Where there is a flow over a concave surface, centrifugal instabilities can develop causing the formation of an array of Vortices. These vortices are aligned with their axes parallel to the main direction of flow with adjacent vortices rotating in opposite senses.
These are laminar flows and are sometimes known as Görtler-Taylor (or Taylor-Görtler) vortex flows, but are often subdivided into Taylor flows and Görtler flows.

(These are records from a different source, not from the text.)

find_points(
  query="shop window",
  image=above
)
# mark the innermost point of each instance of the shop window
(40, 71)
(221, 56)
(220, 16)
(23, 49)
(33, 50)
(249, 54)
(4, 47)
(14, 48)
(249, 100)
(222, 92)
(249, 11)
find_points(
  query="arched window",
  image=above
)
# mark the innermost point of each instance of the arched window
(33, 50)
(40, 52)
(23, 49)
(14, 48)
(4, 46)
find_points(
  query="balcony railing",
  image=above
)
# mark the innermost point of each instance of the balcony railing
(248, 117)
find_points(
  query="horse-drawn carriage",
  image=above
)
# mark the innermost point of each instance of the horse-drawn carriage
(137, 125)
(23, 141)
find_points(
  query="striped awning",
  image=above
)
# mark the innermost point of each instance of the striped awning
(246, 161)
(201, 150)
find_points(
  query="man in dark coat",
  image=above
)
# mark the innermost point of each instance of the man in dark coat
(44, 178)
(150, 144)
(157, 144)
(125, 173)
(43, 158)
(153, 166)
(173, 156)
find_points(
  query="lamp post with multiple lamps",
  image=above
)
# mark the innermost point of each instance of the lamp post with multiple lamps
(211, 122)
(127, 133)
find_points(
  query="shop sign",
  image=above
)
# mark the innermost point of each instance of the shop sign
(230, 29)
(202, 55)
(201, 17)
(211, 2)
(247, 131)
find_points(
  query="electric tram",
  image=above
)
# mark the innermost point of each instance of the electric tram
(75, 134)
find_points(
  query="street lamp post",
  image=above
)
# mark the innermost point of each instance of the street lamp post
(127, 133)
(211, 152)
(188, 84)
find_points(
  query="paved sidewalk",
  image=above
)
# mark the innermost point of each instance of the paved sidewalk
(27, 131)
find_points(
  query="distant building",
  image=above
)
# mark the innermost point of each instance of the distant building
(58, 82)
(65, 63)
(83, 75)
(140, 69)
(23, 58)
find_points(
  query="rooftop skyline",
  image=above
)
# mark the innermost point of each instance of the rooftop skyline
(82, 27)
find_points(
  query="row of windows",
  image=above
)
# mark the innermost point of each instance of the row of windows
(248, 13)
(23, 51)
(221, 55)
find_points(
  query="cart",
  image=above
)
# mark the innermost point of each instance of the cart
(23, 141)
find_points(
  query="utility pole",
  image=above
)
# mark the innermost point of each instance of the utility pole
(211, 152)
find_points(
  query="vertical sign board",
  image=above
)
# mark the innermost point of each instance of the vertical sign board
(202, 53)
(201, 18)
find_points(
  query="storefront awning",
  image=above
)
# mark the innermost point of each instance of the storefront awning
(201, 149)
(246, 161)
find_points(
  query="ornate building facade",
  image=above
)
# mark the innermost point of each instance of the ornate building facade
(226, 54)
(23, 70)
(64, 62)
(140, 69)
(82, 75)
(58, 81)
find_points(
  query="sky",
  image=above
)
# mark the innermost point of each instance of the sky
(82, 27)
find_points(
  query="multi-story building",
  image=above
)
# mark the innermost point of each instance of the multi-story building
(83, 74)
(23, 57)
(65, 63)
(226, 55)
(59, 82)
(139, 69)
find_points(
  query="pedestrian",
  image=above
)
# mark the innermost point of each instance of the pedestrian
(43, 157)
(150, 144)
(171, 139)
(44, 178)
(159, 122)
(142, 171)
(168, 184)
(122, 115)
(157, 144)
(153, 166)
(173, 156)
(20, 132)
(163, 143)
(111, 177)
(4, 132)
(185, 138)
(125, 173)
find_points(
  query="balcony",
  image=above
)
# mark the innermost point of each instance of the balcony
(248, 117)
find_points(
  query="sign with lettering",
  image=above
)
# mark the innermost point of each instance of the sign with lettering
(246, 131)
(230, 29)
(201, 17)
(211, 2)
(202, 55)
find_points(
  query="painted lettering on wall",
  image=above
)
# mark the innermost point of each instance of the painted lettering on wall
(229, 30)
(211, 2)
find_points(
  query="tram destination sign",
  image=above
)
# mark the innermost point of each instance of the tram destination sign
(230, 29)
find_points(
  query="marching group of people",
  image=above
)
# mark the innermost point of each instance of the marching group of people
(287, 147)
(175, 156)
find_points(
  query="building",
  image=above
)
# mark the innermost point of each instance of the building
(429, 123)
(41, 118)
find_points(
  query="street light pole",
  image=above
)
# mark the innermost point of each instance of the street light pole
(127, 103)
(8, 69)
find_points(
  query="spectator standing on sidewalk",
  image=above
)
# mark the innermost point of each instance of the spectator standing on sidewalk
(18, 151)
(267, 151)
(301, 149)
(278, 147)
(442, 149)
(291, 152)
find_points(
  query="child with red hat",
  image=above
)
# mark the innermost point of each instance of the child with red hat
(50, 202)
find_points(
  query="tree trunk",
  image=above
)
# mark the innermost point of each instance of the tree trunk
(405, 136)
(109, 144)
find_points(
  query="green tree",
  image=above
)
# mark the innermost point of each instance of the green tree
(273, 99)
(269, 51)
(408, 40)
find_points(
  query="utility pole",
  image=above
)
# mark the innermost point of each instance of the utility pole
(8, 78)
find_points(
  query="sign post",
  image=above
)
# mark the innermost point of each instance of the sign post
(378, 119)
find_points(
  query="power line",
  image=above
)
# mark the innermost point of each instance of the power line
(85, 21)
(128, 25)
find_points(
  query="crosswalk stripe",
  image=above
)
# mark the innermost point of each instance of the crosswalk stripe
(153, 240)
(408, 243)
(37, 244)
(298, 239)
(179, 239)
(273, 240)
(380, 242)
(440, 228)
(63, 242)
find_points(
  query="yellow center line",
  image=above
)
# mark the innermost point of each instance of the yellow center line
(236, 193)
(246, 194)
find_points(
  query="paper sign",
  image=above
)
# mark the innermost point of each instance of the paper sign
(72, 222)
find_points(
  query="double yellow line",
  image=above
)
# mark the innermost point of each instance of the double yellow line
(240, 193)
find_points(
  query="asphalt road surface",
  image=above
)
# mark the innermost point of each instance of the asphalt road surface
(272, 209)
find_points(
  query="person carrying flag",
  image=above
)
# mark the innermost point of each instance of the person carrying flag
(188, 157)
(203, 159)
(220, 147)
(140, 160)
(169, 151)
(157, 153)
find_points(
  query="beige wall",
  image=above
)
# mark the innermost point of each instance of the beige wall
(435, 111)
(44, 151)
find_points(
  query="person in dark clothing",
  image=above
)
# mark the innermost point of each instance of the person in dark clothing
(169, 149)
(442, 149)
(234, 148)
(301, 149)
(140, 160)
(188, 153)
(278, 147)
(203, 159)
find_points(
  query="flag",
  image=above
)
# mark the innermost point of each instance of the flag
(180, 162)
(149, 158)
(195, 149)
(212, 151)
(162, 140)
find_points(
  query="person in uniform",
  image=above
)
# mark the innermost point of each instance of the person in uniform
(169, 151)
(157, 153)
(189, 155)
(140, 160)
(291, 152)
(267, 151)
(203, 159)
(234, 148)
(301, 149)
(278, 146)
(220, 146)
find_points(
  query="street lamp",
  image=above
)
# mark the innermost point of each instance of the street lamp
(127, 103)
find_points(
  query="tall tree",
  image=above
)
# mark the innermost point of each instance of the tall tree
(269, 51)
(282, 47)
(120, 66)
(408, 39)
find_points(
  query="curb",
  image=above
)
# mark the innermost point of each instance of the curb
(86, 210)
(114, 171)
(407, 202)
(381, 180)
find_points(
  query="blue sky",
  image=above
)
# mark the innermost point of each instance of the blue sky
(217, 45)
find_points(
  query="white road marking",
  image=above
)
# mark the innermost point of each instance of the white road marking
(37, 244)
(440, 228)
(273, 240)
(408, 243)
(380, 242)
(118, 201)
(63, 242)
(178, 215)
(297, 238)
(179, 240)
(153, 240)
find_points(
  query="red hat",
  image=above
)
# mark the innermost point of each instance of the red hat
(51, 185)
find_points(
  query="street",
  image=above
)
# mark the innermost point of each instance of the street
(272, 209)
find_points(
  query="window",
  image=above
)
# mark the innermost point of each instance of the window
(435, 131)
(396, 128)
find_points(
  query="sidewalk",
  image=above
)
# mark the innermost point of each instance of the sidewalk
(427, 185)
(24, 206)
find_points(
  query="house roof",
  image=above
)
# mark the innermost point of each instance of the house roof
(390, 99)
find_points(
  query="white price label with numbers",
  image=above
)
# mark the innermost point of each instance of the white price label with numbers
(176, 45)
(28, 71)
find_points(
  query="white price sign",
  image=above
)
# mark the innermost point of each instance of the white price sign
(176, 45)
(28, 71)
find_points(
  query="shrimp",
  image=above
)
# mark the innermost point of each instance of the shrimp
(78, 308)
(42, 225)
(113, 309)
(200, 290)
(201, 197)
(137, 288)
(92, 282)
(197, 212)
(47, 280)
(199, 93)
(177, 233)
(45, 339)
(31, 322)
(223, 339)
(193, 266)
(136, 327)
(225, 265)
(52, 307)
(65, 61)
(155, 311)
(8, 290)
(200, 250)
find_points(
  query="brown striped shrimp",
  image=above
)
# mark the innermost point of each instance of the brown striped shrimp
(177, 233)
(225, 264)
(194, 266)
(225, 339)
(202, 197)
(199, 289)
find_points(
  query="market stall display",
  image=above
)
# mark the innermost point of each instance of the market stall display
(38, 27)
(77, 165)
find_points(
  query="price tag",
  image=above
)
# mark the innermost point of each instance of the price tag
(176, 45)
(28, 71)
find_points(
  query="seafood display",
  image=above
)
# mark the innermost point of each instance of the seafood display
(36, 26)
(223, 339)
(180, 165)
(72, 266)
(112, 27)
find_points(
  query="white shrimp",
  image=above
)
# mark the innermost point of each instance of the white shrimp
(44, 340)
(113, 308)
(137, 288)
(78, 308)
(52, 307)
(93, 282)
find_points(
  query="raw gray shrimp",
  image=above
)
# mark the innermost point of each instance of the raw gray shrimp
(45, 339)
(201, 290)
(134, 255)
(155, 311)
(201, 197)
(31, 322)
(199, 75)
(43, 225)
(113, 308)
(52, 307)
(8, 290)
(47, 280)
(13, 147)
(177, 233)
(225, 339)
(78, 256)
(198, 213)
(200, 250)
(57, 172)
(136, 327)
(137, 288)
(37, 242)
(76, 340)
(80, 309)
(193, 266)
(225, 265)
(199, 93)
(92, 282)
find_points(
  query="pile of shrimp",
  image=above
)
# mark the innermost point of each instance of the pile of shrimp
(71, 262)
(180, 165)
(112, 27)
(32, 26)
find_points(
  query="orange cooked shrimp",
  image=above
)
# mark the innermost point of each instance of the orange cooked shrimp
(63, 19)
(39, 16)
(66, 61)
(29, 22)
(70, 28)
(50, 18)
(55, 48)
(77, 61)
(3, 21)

Taylor flows occur between two rotating concentric cylinders. At low rotation rates, there is Couette Flow, but for higher rotation rates (of one or both cylinders), Taylor vortices develop. Figure 1 illustrates the arrangement of these vortices in an annulus. The point at which these vortices develop is dependent on the rotation rates of both the inner and outer cylinders and the width of the gap. The conditions over which such vortices are found are discussed in both Schlichting (1968), Tritton (1977) and Rosenhead (1963).

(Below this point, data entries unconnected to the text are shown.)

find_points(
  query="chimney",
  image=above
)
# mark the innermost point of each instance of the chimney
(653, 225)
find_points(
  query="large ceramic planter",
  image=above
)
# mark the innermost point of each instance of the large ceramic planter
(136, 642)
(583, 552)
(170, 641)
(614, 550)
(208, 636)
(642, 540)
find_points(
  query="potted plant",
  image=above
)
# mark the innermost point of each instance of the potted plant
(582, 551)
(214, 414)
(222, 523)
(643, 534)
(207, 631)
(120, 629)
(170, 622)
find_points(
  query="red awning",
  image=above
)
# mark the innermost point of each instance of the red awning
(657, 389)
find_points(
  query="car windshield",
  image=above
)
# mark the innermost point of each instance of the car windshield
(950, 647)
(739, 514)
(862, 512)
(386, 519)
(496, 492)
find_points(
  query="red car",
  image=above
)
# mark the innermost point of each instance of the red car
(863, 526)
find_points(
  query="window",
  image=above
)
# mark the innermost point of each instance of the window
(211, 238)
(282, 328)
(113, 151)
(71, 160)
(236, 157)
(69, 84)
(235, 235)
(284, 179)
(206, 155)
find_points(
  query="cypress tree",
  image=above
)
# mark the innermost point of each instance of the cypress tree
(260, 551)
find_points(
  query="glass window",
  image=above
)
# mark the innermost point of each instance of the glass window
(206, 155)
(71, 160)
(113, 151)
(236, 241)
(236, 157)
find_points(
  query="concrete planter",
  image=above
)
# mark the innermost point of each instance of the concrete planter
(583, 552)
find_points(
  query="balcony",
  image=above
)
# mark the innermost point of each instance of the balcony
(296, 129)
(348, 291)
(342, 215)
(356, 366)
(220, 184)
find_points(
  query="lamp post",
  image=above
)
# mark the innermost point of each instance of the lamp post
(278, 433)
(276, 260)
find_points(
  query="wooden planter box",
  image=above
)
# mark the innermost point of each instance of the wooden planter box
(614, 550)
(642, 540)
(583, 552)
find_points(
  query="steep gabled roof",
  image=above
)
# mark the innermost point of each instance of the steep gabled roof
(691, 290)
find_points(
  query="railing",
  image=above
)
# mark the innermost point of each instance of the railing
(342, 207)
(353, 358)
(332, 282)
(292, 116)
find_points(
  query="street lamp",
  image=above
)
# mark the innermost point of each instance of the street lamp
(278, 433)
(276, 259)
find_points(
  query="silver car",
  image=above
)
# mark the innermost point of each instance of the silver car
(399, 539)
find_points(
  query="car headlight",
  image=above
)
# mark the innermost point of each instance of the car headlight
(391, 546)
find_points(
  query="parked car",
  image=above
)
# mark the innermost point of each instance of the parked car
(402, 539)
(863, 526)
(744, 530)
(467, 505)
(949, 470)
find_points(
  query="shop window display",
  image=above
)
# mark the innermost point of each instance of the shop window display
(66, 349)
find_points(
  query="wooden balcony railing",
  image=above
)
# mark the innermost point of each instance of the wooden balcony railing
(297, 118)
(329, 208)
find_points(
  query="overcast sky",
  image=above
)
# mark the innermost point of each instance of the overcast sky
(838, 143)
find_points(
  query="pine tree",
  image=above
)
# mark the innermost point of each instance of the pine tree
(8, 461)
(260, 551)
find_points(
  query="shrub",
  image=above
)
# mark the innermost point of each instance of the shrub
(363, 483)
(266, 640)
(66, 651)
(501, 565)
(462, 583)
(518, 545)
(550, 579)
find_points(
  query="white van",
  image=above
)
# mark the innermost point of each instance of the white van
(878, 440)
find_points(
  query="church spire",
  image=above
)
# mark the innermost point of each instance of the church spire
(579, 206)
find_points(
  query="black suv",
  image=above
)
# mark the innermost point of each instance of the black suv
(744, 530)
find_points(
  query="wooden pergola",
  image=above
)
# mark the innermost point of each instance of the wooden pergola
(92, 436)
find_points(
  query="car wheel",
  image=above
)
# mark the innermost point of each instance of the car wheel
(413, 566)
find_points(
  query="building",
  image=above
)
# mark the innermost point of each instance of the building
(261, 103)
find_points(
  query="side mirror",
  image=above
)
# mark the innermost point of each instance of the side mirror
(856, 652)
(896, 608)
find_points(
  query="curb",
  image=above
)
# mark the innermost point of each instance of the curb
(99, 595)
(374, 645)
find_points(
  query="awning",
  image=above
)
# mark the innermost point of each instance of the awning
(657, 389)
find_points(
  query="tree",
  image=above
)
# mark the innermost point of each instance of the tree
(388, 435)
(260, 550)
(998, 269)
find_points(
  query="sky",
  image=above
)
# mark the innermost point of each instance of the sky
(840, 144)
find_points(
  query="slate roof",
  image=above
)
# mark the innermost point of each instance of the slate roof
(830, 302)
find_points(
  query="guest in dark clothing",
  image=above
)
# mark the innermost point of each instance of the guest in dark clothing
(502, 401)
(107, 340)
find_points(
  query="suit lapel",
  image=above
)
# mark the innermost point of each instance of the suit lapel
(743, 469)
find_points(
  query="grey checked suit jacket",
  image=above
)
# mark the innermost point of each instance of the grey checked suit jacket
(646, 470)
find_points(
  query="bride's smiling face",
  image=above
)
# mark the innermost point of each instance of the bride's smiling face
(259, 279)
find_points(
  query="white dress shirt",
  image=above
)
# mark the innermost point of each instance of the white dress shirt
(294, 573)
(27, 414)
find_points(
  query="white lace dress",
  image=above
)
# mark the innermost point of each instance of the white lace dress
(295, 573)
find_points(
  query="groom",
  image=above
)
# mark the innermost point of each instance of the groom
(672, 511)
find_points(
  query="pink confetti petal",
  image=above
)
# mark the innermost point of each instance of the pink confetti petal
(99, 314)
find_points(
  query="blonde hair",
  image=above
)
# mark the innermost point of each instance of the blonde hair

Görtler vortex flows are found where there is a flow over a concave surface. For sufficiently high flow speeds, centrifugal instabilities develop leading to the production of vortices in the boundary layer. This type flow are discussed in both Schlichting (1968), Rosenhead (1963) and Saric (1994) and is illustrated in Figure 1.
Rosenhead, L. (1963) Laminar Boundary Layers, Oxford University Press, London.
Saric, W. S. (1994) Görtler vortices, Annu. Rev. Fluid Mech., 26, 379-409.
Schlichting, H. (1968) Boundary-Layer Theory, McGraw-Hill, New York.
Tritton, D. J. (1977) Physical Fluid Dynamics, Van Nostrand Reinhold, Wokingham, UK.